Today’s MCUs (microcontrollers) are sophisticated enough to run an operating system, but they cannot run Windows, Linux or Linux variants due to the required resources. As a result, a wide range of MCU applications are based on real-time operating systems (RTOS).
The use of an RTOS in MCU applications is triggered by application complexity; a real-time operating system is used when there are more functions, interrupt sources and standard communications interfaces that must be supported. If the MCU application’s size is less than 64KB, an RTOS is not required, butif the MCU application is 1 MB or more in size,an RTOS may be necessary. While some MCU developers may be sceptical about usingthird-party software, an RTOS offers greater code reuse to increase the development team’s productivity. Here are more advantages and reasons for using an RTOS in MCU applications.
Pre-emptive Multitasking Design Paradigm
The pre-emptive multitasking design paradigm tends to be superior in complex real-time applications whose code base is enhanced progressively after every release. The design paradigm makes response times among every real-time event independent of each other. This means that new functions can easily be added without disrupting prevailing hard real-time functions. On the contrary, in sequential processing loops where events are checked by polling, adding new events alters the response times for all ongoing events.
Foreground loops, background loops, and other mechanisms are used to maintain real-time response to critical events. However, complex real-time applications designed to accommodate these mechanisms can be hard to modify and maintain. Unlike the custom run-time, real-time operating systems are designed to support numerous applications and do not require modification to support new applications.

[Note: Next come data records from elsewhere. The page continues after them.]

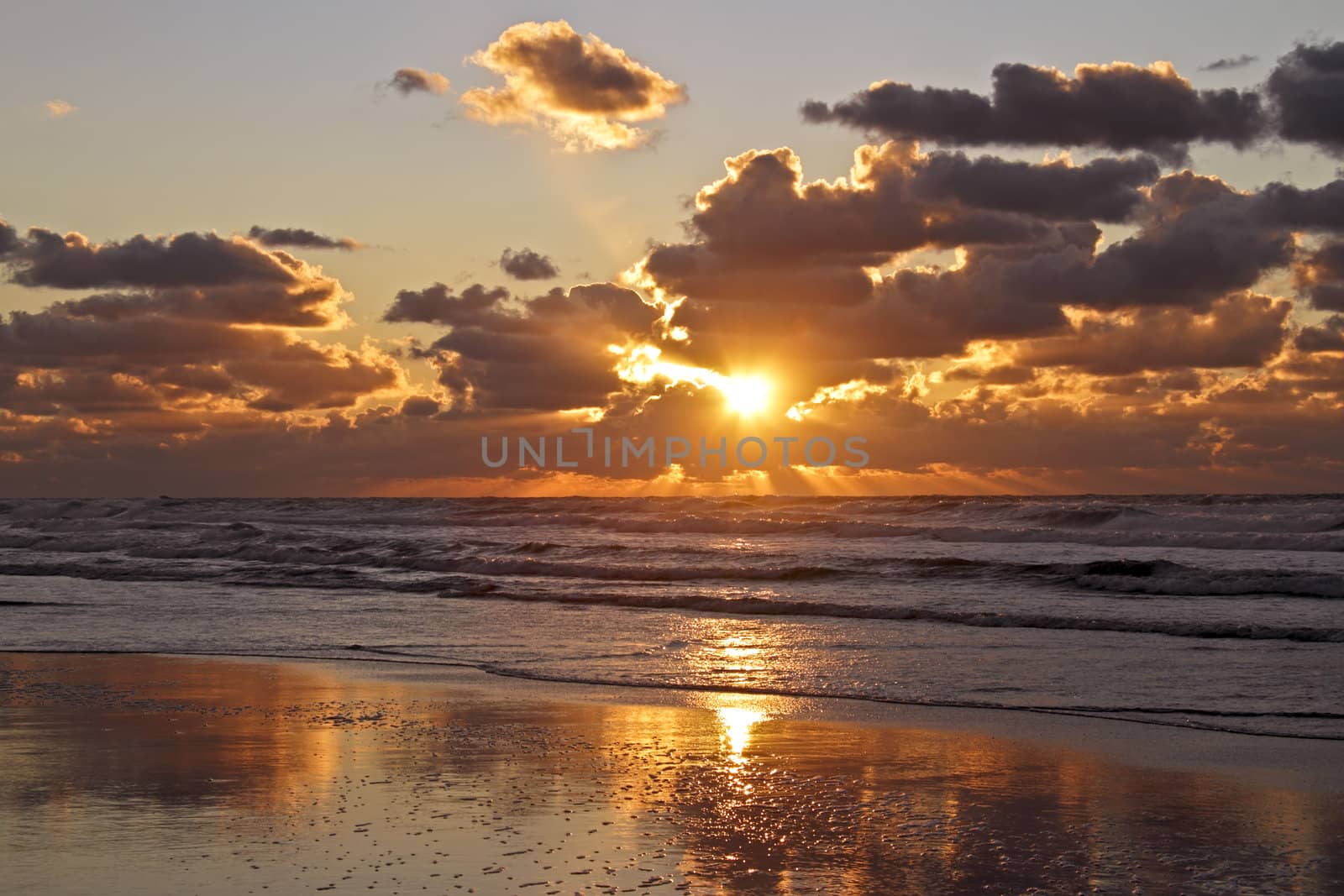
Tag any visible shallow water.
[0,495,1344,737]
[0,654,1344,896]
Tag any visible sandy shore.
[0,654,1344,896]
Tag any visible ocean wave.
[439,589,1344,643]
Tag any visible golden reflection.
[0,652,1344,896]
[715,706,766,764]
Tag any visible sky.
[0,3,1344,497]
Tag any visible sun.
[719,376,770,417]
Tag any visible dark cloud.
[1199,52,1259,71]
[499,247,560,280]
[911,153,1161,222]
[462,20,687,150]
[1265,42,1344,155]
[383,284,509,327]
[1255,180,1344,231]
[9,227,301,289]
[5,227,348,327]
[1013,294,1292,376]
[387,69,450,97]
[0,217,20,258]
[802,62,1266,161]
[402,395,439,417]
[637,152,1294,370]
[406,284,659,411]
[247,224,363,251]
[0,305,402,412]
[1294,314,1344,352]
[0,218,405,427]
[1293,240,1344,312]
[643,141,1158,318]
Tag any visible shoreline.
[10,649,1344,794]
[0,652,1344,896]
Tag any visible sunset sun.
[719,376,770,417]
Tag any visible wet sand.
[0,654,1344,896]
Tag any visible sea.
[0,495,1344,740]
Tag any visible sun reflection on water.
[714,706,768,766]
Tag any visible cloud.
[499,249,560,280]
[387,69,452,97]
[1293,240,1344,312]
[395,284,659,411]
[0,217,22,259]
[4,227,349,327]
[1012,294,1292,376]
[1265,42,1344,156]
[42,99,79,118]
[1295,314,1344,352]
[802,62,1266,161]
[0,217,405,430]
[383,284,509,327]
[247,224,365,251]
[461,20,687,152]
[1255,180,1344,233]
[402,395,439,417]
[1199,52,1259,71]
[630,141,1294,379]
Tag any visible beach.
[0,652,1344,896]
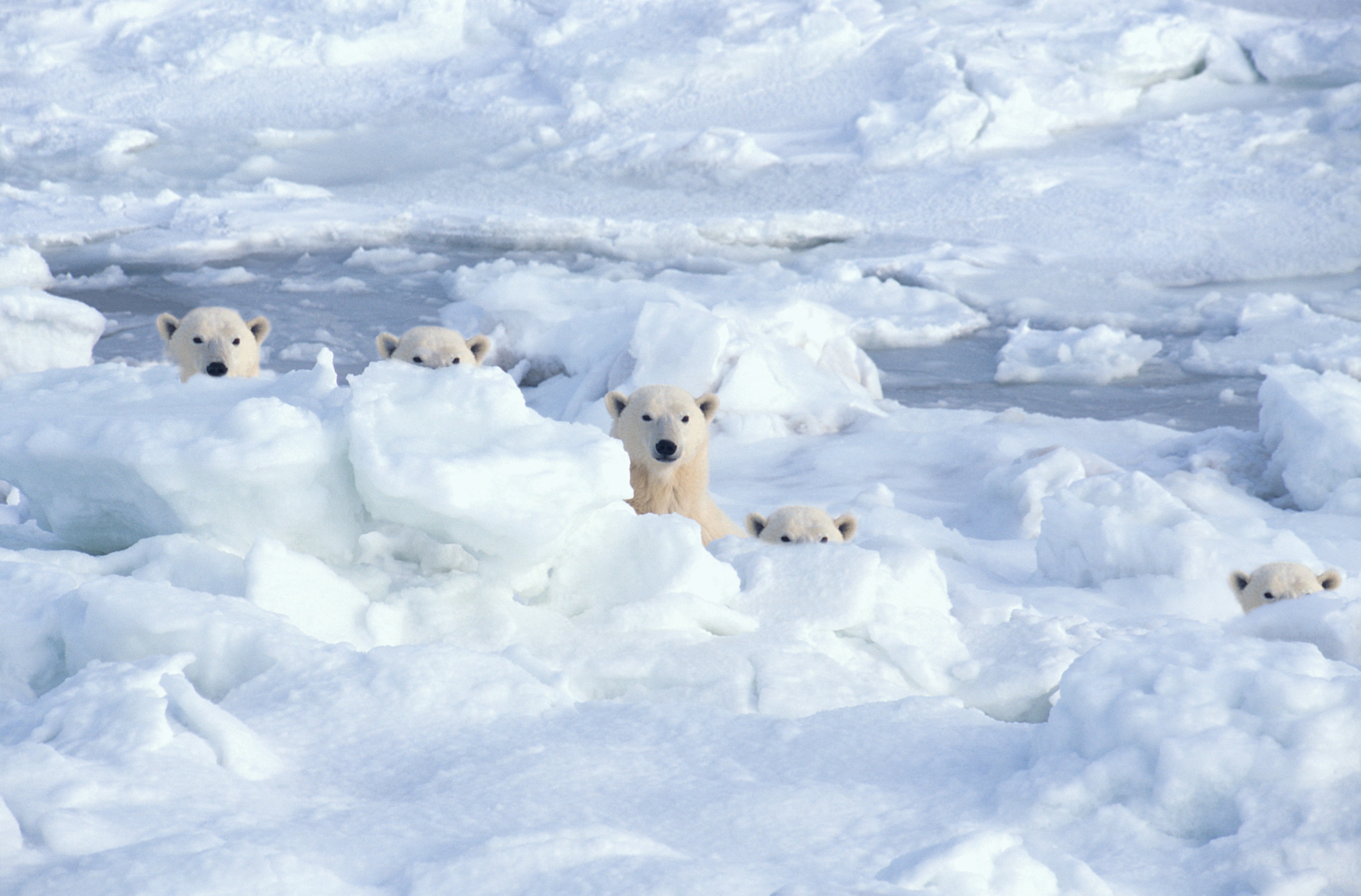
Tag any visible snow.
[0,246,105,377]
[996,320,1162,385]
[0,0,1361,896]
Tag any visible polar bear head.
[377,327,491,368]
[157,306,269,383]
[747,506,856,543]
[1229,562,1342,613]
[604,385,719,478]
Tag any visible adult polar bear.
[604,385,746,545]
[157,305,269,383]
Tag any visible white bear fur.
[1229,562,1342,613]
[377,327,491,368]
[747,506,856,545]
[157,305,269,383]
[604,385,744,545]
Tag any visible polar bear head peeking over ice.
[604,385,743,545]
[157,306,269,383]
[747,506,856,545]
[377,327,491,368]
[1229,562,1342,613]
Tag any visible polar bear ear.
[604,392,629,419]
[468,336,491,364]
[157,312,180,342]
[246,314,269,346]
[374,332,402,361]
[831,513,857,541]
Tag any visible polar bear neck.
[629,453,709,519]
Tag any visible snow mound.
[346,362,633,566]
[0,246,105,379]
[1181,293,1361,377]
[1036,470,1317,618]
[995,320,1162,385]
[0,353,362,558]
[1258,365,1361,512]
[444,260,914,436]
[1007,621,1361,892]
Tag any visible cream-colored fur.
[1229,562,1342,613]
[604,385,744,545]
[157,305,269,383]
[747,506,856,545]
[377,327,491,368]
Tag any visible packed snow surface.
[0,0,1361,896]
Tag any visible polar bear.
[377,327,491,368]
[604,385,744,545]
[747,506,856,543]
[1229,562,1342,613]
[157,305,269,383]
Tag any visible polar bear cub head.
[157,306,269,383]
[747,506,856,543]
[1229,562,1342,613]
[377,327,491,368]
[604,385,719,478]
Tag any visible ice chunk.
[1258,365,1361,511]
[0,353,362,557]
[1036,470,1316,618]
[347,362,633,568]
[544,503,747,628]
[995,320,1162,385]
[0,246,105,379]
[1023,621,1361,886]
[245,535,373,648]
[444,262,887,436]
[1181,293,1361,377]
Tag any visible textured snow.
[0,0,1361,896]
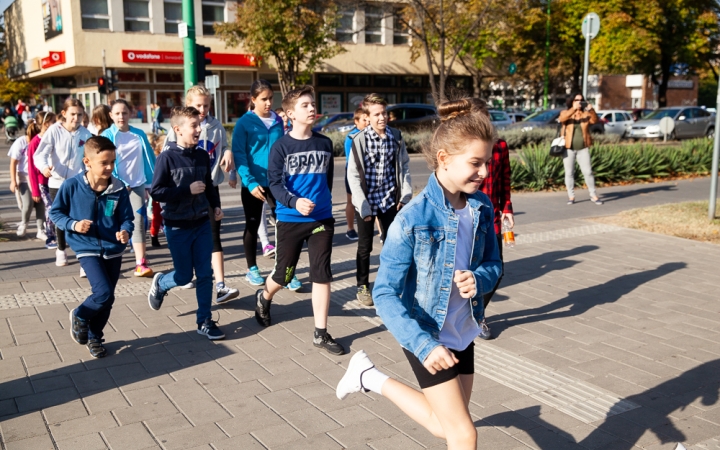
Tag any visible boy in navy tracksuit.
[255,86,345,355]
[50,136,134,358]
[148,106,225,340]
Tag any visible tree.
[215,0,345,95]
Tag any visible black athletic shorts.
[270,218,335,286]
[403,342,475,389]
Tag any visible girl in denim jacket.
[336,98,501,450]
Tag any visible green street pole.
[543,0,551,109]
[183,0,198,91]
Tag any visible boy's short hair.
[170,106,200,127]
[283,86,315,111]
[360,94,387,114]
[85,136,116,155]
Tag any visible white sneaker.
[55,250,67,267]
[335,350,375,400]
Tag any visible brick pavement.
[0,214,720,450]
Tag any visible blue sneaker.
[285,276,302,291]
[245,266,265,286]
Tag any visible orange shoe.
[135,259,153,277]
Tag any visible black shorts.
[270,218,335,286]
[403,342,475,389]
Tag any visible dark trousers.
[355,205,397,286]
[75,256,122,339]
[240,186,275,269]
[483,233,505,310]
[50,188,67,250]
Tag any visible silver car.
[629,106,715,139]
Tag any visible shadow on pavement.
[475,359,720,450]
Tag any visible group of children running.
[5,80,512,449]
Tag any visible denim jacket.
[373,174,501,361]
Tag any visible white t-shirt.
[439,203,480,351]
[8,135,28,175]
[115,131,147,187]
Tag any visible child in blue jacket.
[50,136,133,358]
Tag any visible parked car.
[630,106,715,139]
[489,109,513,130]
[597,109,634,138]
[312,112,353,133]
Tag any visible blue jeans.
[75,256,122,339]
[158,220,213,324]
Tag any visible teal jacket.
[232,111,285,192]
[101,124,155,189]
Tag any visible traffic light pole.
[182,0,198,91]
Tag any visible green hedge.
[510,139,713,191]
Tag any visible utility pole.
[543,0,551,109]
[182,0,198,91]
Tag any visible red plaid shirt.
[480,139,512,234]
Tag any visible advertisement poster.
[42,0,62,41]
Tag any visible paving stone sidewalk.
[0,215,720,450]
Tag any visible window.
[164,0,182,34]
[80,0,110,30]
[335,8,355,43]
[202,0,225,36]
[123,0,150,31]
[393,9,410,45]
[365,6,383,44]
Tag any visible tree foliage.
[215,0,345,95]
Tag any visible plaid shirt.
[480,139,513,234]
[363,127,398,216]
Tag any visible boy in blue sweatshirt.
[148,106,225,340]
[50,136,134,358]
[262,86,345,355]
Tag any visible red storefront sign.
[40,52,65,69]
[122,50,260,67]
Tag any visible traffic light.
[195,44,212,81]
[98,77,108,94]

Pre-tested and Pre-Integrated Communication Stacks and Drivers
An RTOS offers communications stacks like USB and TCP/IP with their necessary drivers. The software works out of the box to help developers save the time they would have spent integrating third-party software into their run-time environment and the hassle of implementing it from scratch. Also, MCU developers may not be very conversant with communication stacks; therefore, an RTOS that offers pre-tested and pre-integrated communications stacks and drivers provides developers with the perfect environment to focus on their area of expertise.
Real-time operating systems are designed to make applications more portable through offering standardized stack and driver API sets that abstract the specifics of underlying hardware. There is less risk that applications’ software can get interleaved with code written for low-level accesses to device-specific peripheral control registers.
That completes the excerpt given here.